"Although we were told on the second call that something was happening, we don't really know what."
By that time, said Ms Black, she had been 48 hours without broadband.
"It is appalling customer service."
Spark's Facebook page also attracted irate customers angry at wait times that vary from "40 minutes to 222.22 minutes" - almost four hours.
"Really Spark!!!," a customer posted this afternoon. "This is how long I was on hold for yesterday and only hung up then because I had to pick up kids. 222.22 minutes is too long, way way too long to be on hold. Please employ some more people so we can get our questions answered. Thought mine was relatively simple about the new fibre connection technician that came to our house. Please answer me when I ring today!!!!!"
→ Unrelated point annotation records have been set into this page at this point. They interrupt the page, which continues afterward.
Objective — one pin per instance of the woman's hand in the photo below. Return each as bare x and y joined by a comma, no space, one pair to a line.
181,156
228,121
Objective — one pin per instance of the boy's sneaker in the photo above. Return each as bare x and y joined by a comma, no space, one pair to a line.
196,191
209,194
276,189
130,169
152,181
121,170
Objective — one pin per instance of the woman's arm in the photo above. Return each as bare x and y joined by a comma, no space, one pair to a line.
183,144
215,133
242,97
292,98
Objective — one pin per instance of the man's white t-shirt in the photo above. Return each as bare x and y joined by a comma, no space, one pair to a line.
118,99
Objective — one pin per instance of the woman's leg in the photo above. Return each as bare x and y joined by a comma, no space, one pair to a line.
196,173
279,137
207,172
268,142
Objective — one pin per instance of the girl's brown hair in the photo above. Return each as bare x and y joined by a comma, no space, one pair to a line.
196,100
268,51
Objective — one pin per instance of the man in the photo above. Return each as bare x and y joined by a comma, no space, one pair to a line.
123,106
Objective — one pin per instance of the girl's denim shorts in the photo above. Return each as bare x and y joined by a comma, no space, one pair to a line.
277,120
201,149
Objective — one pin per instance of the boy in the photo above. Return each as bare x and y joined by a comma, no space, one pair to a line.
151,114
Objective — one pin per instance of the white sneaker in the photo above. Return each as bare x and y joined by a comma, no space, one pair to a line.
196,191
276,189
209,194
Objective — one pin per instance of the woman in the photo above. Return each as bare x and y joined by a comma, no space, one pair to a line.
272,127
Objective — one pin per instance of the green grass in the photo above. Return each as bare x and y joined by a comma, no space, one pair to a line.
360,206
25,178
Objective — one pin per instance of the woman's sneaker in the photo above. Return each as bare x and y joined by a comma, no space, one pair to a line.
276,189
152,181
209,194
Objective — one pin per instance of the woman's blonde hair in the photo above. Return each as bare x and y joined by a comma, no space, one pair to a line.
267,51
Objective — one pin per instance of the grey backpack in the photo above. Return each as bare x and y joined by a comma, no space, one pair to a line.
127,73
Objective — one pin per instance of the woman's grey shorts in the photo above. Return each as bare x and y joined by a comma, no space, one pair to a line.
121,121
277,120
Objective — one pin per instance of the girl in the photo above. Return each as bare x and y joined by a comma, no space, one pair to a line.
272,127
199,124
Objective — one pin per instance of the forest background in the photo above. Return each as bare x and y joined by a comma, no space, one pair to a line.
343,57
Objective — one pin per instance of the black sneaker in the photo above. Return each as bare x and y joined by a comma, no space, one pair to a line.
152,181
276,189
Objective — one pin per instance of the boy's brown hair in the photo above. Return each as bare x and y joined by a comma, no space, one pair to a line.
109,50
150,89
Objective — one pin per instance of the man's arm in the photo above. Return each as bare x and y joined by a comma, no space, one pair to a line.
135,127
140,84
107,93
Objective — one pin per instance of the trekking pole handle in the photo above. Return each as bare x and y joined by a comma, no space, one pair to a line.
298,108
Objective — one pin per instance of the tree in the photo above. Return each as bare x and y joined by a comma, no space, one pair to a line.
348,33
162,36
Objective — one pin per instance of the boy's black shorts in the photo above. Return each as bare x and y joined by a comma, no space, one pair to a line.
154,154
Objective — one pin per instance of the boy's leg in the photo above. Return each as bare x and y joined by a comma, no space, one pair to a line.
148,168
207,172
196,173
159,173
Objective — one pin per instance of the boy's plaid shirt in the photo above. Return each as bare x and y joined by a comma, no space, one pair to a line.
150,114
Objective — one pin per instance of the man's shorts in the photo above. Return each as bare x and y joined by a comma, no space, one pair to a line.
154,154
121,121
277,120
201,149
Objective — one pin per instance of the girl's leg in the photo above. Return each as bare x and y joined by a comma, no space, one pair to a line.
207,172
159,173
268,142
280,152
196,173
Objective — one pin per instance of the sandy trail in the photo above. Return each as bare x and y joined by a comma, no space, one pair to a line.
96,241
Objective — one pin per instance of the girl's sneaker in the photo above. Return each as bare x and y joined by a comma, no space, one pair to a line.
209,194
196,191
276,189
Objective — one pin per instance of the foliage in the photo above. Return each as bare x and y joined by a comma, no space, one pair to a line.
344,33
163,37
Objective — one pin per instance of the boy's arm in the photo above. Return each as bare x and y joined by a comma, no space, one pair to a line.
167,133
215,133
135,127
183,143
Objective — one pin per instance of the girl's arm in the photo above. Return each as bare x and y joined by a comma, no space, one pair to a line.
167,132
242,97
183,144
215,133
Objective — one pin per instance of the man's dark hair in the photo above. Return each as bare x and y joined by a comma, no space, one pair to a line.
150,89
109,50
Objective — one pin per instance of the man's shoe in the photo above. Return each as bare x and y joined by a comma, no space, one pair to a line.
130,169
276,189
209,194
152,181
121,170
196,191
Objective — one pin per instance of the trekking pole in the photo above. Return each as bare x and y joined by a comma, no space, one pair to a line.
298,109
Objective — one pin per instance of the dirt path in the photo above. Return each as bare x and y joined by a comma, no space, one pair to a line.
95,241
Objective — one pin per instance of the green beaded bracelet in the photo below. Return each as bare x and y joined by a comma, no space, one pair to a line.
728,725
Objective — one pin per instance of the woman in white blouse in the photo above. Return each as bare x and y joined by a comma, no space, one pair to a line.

Another customer was on hold for more than 40 minutes trying to seek answers about why the phone line was still on at the house he'd sold two weeks ago, and the new owners couldn't get a new connection.
"3 phone calls and no reply ... hello !!!!!"
Another customer was furious after getting a callback only to be placed on hold for 53 minutes.
A Spark spokesperson says cable faults and its call centre enduring longer than usual calls due to the roll-out of fibre last year seem to be the main causes of wait times.
Issues surrounding the fibre roll-out are industry wide, she says.
"In the last few months we've seen a huge increase in demand for fibre which has driven an increased number of often lengthy and complex calls into our call centres."
But Spark has been "open and honest about the challenges we've faced in recent months with regards to high call wait times".
"Last September we spoke publicly about this and in the past seven months we've published real-time information on our website about current wait times so customers can be better informed.
"We've made improvements and we've seen a 20 per cent reduction in the time it takes for customers to reach us. While this is a step forward, we're not yet where we need to be for our customers and we know we still have a lot of work to do."
In the past seven months the telco has hired 200 more call-centre staff, doubled the size of the online chat team to support customers 24 hours a day, launched an outage map -- giving customers a real-time view of any problems on the network, improved its mobile app so home broadband customers can do a lot more and improved the call-back function.
"The reality is, every month we answer over half a million calls from customers," Spark said.
The spokesperson confirmed there had been an "unusually high wait time for faults due to some known cable faults our team were managing".